[Date Prev][Date Next][Thread Prev][Thread Next][Date Index][Thread Index]
RE: Comments on draft-wbeebee-ipv6-cpe-router-01.txt
- To: "Hemant Singh \(shemant\)" <shemant@cisco.com>
- Subject: RE: Comments on draft-wbeebee-ipv6-cpe-router-01.txt
- From: Francois-Xavier Le Bail <fx.lebail@yahoo.com>
- Date: Mon, 21 Jul 2008 02:46:04 -0700 (PDT)
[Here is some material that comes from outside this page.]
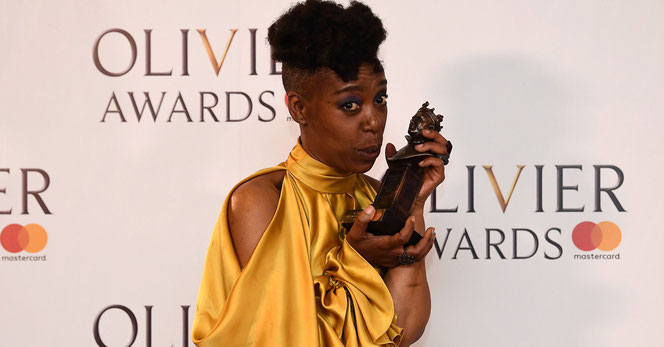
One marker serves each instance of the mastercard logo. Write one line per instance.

- Cc: IPv6 Operations <v6ops@ops.ietf.org>, Iljitsch van Beijnum <iljitsch@muada.com>
- Domainkey-signature: a=rsa-sha1; q=dns; c=nofws; s=s1024; d=yahoo.com; h=Received:X-Mailer:Date:From:Subject:To:Cc:In-Reply-To:MIME-Version:Content-Type:Message-ID; b=wL4FWmwTo4rT+VSU0UHMDp7S3zVTwrdg9UX8nv7c1yiHrUrSO0+aRZXwDe//Ov+6HjVm9RFaQhHSZAAOvYr9M1ACVv6SxjDZWXDWEWAdvi42jcoEfh/r/MgChTmEkF5A9/ZZR6oNmwRdhowMob8Gc69+w9LKDgseRFlQuwzPya4=;
- In-reply-to: <B00EDD615E3C5344B0FFCBA910CF7E1D04E41FC4@xmb-rtp-20e.amer.cisco.com>
You say "Also, the virtual Loopback interface is in the same link-local domain as the WAN interface."
I don't understand your architecture. bridge? no bridge?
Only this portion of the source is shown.